La rue luisante où tout se mire ;
Le bus multicolore, le cab noir, la girl en rose
Et même un peu de soleil couchant, on dirait…
Les toits lavés, le square bleuâtre et tout fumant…
Les nuages de cuivre sali qui s’élèvent lentement…
(Valéry Larbaud)

Paris s’éveille débraillé, une lumière crue dans ses rues citron. La pulpe moite des croissants fumants, l’absinthe couleur de rainette, son encens matinal, flattent l’atmosphère, Belluomo quitte le lit de la femme de l’amant de sa femme, la ménagère s’ébranle, un mouchoir sur sa tête, une soucoupe d’acide acétique à la main. (James Joyce)

Vies de villes

Nous venons d’enregistrer les fiches et documents pour nos deux nouveautés de mars 2013 (eh oui, ça se fait vraiment tôt) : Paris, une physionomie et Londres, une physionomie, deux portraits de villes à la manière « Bibliothèque rouge ». Ces deux volumes, sous-titrés « physionomie », étendent le principe des biographies fictives à deux capitales européennes, en brossant leur portrait. Une biographie de grande cité qui passe par l’étude successive de ses grandes époques modernes, racontées en portant l’attention sur l’aspect de la ville à chaque période (architecture, ambiance), les modes et mouvements qui la définissent, les grands personnages emblématiques de chaque époque (Sherlock Holmes pour la période victorienne tardive, Hercule Poirot pour l’entre-deux-guerres à Londres, Nestor Burma pour le Paris 1950, etc.), le contexte historique et social, les grandes figures (fictives – héros de polar par exemple – et réelles – grands écrivains, par exemple), le tout mêlé d’anecdotes humaines tirées de l’histoire comme des romans.

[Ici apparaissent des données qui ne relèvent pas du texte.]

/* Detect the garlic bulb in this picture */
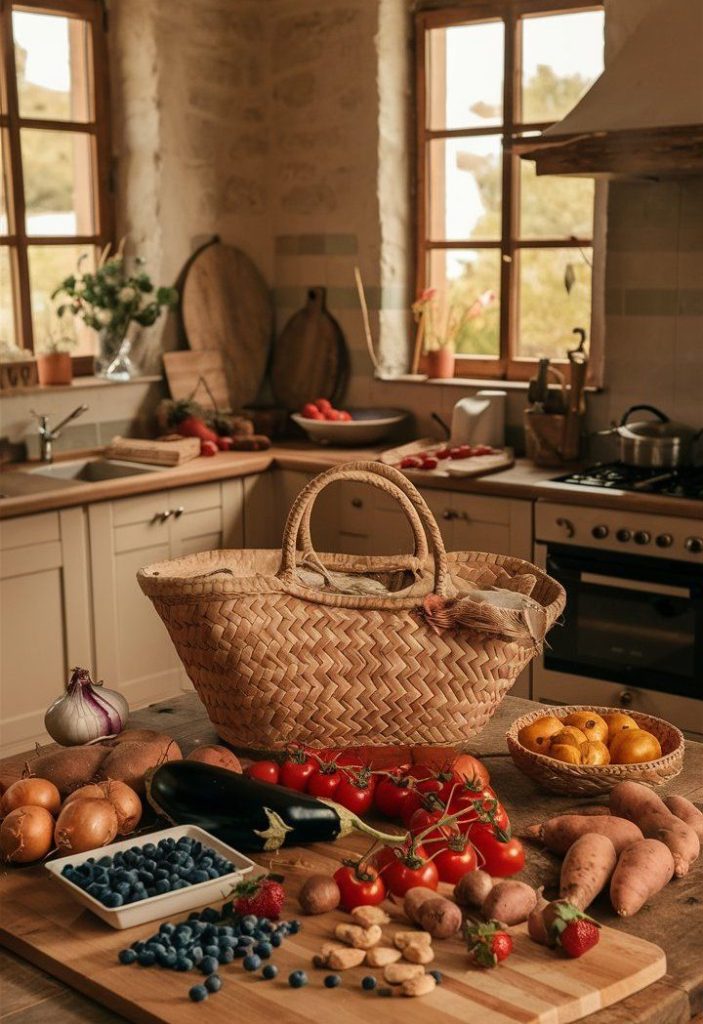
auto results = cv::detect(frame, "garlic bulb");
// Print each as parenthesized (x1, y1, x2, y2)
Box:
(44, 667, 129, 746)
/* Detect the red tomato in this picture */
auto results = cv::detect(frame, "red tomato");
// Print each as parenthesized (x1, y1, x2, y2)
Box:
(335, 775, 374, 815)
(215, 436, 234, 451)
(399, 787, 425, 828)
(375, 844, 439, 897)
(471, 445, 494, 456)
(399, 456, 422, 469)
(246, 760, 280, 785)
(435, 447, 452, 460)
(200, 439, 218, 457)
(409, 807, 457, 844)
(315, 398, 332, 413)
(449, 447, 465, 459)
(404, 763, 437, 782)
(434, 837, 479, 884)
(452, 753, 491, 788)
(374, 775, 415, 819)
(338, 411, 352, 422)
(421, 457, 438, 470)
(307, 766, 343, 798)
(447, 782, 498, 832)
(301, 402, 320, 419)
(471, 833, 525, 877)
(333, 862, 386, 910)
(279, 750, 317, 791)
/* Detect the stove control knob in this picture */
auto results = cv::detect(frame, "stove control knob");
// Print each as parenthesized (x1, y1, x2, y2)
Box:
(634, 530, 651, 545)
(616, 528, 631, 543)
(656, 533, 673, 548)
(685, 536, 703, 554)
(591, 524, 609, 540)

Ce portrait est complété par des témoignages d’écrivains ou de voyageurs (textes rares, français ou traduits), des encarts sur tel ou tel aspect précis (la pluie, par exemple), et par une série de promenades littéraires complètement originales, longuement mises au point, documentées et testées (une traversée de Londres dans les pas de Sherlock Holmes ; le Londres des visionnaires et des révolutionnaires, de Rimbaud à Lénine ; une balade le long de la Tamise, de Richmond à Hammersmith ; le Paris des crimes et de l’étrange de Fantômas ; une « toporgraphie » par Nicholas Royle…). Le but est de brosser les portraits de ces villes à travers leurs fictions et leurs mouvements littéraires, de vraiment peindre ainsi leur visage changeant au fil des ans, pour les amateurs de voyages et pour tout ceux qui aiment les nombreuses fictions consacrées à ces deux grandes capitales.